Pour en revenir aux têtes, il ne faut pas oublier qu'elles sont les premières que Dionyse a ‘vu’ de ses personnages sortant de terre, s'en extrayant et qui continuent leur lente tentative de libération, de respiration.
Est-ce un cri de suffocation qu'elle exprime à travers un silence violent (la seule violence de son langage)?. Sans doute, lorsque l'on constate qu'il s'agit d'adultes et non de nouveaux-nés qui essayent de naître, de se mettre au monde.
Nous atteignons, ici, un tel degré de communication secrète que nous sommes étrangement sécurisés par ces lamelles de protection qui entourent partiellement ces visages dont le regard fixe, à lui seul, creuse nos mémoires.
Puis, les torses se dégagèrent. Les poumons sont puissants, ils contiennent l'air. Plus Dionyse cerne avec précision l'enfermement de l'être, plus elle libère les formes qui en témoignent et plus elle va loin dans l'élaboration des multiples tons qui sont autant d'indications subtiles. Dont l'une d'elles justement est en rapport direct avec le présent.
Les tons sont soit imperceptibles, soit bien affirmés tout en restant, à la limite, insaisissables.
Ce ne sont pas des couleurs, de toute façon, pas ‘de base’; elles n'en demeurent pas moins (au contraire...) attachées au quotidien de l'artiste qui fait passer à travers cette grille aux infinies variations, la présence d'un ‘aujourd'-hui’ jamais gommé au profit du ‘passé’.
Le phénomène du temps, dans cette oeuvre, est indissociable des autres, du contenu au contenant par exemple.
Si Dionyse est captivée par une luminosité particulière ou un reflet, elle l'intègrera dans ce qu'elle construit parce que cela en fait partie, c'est tout.
Un tout qui peut paraître répétitif dans son langage.
Il l'est dans la mesure où chaque artiste intègre ne peut pas faire autrement. Qu'il ne peut pas être autre qu'artiste, qu'il ne peut s'en empêcher. Et qu'il ne peut rien dire d'autre, en fait, que ce qu'il est urgent de dire.
Ce serait, dès lors, dommage de ne pas sentir à quel point les ‘légers déplacements’ dans le travail de Dionyse, sont importants. Ces pas franchis chaque jour, à chaque fois, qui ne font aucun bruit et qui (en apparence!) ne révolutionnent pas sa création.
Visuellement, on n'en captera éventuellement que quelques millimètres. La trajectoire réelle exige des années.
Revenons simplement aux croisés de Dionyse qui ne sont jamais en partance: ils sont les défenseurs d'une citadelle qui est leur identité.

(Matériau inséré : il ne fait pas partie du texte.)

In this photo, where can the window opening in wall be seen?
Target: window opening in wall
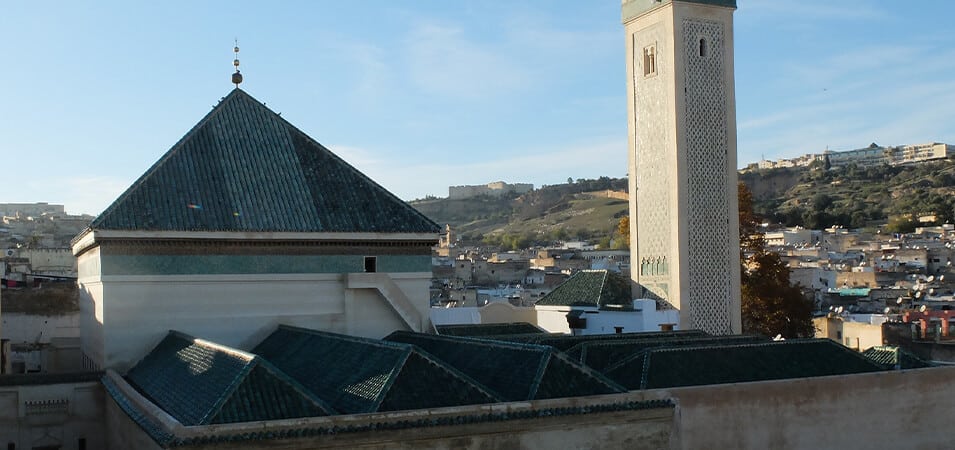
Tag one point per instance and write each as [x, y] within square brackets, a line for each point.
[649, 60]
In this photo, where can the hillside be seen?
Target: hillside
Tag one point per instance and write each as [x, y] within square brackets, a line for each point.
[809, 197]
[854, 197]
[578, 210]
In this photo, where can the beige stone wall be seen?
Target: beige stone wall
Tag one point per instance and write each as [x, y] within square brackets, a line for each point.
[682, 161]
[883, 410]
[52, 414]
[855, 335]
[233, 310]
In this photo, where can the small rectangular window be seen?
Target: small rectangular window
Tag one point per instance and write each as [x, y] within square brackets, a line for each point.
[371, 264]
[649, 60]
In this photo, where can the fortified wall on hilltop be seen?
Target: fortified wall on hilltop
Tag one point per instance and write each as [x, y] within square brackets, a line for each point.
[496, 188]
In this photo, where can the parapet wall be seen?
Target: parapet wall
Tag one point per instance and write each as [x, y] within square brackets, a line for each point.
[496, 188]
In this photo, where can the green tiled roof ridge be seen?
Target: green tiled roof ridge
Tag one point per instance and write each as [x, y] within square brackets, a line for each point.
[312, 214]
[539, 376]
[143, 379]
[344, 337]
[475, 341]
[228, 392]
[801, 341]
[593, 373]
[586, 349]
[361, 174]
[103, 216]
[565, 289]
[440, 364]
[393, 375]
[891, 357]
[646, 357]
[282, 377]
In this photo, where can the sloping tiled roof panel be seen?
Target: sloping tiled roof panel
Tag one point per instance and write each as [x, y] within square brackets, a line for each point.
[695, 366]
[424, 382]
[266, 394]
[564, 342]
[244, 168]
[890, 357]
[359, 375]
[200, 383]
[590, 288]
[515, 371]
[603, 354]
[349, 373]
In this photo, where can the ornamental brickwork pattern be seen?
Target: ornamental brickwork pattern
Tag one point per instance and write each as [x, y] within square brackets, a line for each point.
[653, 187]
[710, 287]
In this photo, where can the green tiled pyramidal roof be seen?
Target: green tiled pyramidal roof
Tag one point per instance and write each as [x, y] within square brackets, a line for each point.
[201, 383]
[488, 329]
[359, 375]
[590, 288]
[891, 357]
[515, 371]
[718, 364]
[244, 168]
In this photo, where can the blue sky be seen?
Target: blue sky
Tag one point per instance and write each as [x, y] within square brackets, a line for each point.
[421, 95]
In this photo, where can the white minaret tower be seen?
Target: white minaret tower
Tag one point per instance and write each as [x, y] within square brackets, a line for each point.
[682, 144]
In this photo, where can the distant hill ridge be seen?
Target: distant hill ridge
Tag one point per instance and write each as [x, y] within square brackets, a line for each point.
[812, 197]
[579, 210]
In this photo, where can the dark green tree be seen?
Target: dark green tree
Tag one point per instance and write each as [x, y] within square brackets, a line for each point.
[770, 304]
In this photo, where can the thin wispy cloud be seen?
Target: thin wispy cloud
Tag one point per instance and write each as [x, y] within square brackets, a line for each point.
[443, 60]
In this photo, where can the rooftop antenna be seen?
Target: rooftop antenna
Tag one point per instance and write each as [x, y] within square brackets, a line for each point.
[237, 76]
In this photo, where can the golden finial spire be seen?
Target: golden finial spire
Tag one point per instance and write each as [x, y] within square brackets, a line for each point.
[237, 76]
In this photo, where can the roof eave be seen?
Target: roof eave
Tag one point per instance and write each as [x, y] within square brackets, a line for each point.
[99, 235]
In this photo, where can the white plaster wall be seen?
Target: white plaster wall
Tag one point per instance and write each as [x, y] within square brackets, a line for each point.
[83, 417]
[553, 318]
[234, 310]
[19, 327]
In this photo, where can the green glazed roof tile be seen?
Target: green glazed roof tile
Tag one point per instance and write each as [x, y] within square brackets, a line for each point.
[718, 364]
[244, 168]
[591, 288]
[564, 342]
[515, 371]
[201, 383]
[602, 354]
[359, 375]
[891, 357]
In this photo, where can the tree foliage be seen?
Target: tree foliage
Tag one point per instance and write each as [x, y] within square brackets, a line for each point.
[770, 304]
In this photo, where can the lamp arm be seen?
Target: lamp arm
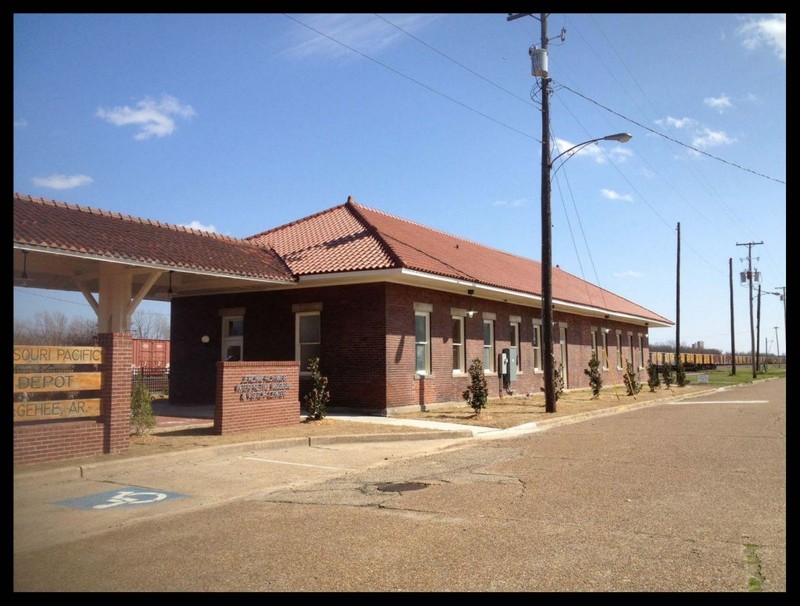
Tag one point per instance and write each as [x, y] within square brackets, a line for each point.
[574, 148]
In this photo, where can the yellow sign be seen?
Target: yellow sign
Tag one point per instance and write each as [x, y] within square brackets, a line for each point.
[56, 409]
[51, 381]
[33, 354]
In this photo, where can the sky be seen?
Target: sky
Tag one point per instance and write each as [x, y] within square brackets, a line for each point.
[238, 123]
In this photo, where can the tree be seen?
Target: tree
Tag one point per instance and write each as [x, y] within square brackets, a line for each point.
[148, 325]
[477, 392]
[54, 328]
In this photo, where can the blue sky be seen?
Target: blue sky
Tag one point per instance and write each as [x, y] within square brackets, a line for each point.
[236, 123]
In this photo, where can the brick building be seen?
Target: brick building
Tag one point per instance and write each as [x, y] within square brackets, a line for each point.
[395, 310]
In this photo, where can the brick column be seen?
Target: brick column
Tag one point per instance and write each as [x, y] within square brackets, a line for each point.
[115, 394]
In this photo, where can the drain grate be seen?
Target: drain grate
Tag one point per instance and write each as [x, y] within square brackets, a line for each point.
[401, 486]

Les stylites sont apparus, accroupis sur leur colonne dans un désert de sable qui renvoit à nos déserts de connaissance. Ils ne sont plus sur la défensive, ils peuvent partir, eux, à la recherche de l'essentiel que l'on peut, en dehors de toute référence religieuse, appeler l'âme.
L'âme, le noyau, le centre.
Et si tout cela n'avait d'autre but que la beauté? et si celle-ci n'était que le résultat de la paix?, de toutes les paix?

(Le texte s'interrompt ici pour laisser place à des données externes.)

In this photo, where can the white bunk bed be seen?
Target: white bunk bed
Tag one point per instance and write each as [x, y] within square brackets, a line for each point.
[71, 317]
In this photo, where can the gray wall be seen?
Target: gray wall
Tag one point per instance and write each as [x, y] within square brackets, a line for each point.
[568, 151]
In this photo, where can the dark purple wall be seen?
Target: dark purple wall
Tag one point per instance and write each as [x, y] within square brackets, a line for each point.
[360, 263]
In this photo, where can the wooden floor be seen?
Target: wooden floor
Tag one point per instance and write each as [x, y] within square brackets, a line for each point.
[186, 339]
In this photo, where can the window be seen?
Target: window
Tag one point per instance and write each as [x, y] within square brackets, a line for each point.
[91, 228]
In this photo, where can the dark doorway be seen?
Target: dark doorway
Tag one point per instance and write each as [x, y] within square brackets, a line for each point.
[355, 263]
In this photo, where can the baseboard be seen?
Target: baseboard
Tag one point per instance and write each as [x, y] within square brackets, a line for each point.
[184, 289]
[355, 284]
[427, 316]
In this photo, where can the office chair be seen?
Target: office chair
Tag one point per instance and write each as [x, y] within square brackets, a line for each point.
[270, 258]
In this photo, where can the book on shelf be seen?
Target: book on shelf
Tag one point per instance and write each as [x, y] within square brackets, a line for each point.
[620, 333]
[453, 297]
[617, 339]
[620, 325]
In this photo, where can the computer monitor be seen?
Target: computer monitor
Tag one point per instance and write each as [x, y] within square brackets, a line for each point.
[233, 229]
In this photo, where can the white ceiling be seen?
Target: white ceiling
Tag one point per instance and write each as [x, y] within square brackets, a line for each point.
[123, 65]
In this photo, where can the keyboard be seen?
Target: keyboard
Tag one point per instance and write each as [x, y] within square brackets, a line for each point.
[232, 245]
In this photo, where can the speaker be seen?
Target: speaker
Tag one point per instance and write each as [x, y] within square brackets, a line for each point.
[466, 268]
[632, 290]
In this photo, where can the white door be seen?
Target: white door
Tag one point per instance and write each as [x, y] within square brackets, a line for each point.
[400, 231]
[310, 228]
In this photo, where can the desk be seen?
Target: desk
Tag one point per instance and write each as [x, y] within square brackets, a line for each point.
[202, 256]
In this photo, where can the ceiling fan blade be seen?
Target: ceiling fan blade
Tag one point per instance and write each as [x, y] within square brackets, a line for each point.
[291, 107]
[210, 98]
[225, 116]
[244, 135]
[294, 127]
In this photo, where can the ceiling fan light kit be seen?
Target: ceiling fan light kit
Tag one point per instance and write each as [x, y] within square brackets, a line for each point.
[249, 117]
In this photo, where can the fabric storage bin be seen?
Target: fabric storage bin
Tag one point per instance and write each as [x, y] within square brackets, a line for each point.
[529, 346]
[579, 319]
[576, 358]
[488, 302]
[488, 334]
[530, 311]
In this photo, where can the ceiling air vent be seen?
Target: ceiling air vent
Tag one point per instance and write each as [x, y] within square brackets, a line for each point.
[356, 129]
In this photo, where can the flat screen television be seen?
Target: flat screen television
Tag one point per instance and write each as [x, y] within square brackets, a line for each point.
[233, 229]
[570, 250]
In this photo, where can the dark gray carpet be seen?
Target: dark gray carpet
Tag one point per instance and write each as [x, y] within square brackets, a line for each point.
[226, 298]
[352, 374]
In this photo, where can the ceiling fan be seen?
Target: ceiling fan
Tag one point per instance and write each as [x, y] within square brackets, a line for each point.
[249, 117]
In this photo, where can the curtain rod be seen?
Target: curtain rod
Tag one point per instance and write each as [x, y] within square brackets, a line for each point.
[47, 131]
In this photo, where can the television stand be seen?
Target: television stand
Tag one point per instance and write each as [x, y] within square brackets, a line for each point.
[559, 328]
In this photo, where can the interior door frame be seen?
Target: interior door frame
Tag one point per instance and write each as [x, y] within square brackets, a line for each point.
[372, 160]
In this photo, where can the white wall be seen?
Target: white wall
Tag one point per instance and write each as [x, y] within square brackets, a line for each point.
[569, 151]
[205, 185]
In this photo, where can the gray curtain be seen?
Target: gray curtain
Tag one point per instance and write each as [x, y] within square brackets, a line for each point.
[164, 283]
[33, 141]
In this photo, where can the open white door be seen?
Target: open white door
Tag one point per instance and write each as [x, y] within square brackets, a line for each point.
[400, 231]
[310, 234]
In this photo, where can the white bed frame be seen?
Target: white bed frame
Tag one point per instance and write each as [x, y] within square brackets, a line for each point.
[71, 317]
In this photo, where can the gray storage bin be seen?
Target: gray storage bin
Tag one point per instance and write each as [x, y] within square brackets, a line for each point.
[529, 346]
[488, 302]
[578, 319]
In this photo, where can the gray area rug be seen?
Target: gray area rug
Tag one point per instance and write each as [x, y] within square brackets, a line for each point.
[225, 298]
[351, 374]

Alors nous comprendrions aussi le sens des miniatures de Dionyse ces céramiques-sculptures d'animaux, de fleurs, d'objets qui parviennent à tisser entre chaque création monumentale des relais minimales qui nous offrent des zones d'ocygènes lorsque, fatigués, comme elle, nous n'avons plus aucun autre désir que celui d'aimer.
Là, le silence devient autre et Dionyse parvient également à nous le faire partager.
Faut-il l'écrire? Il s'agit d'une grande fresque.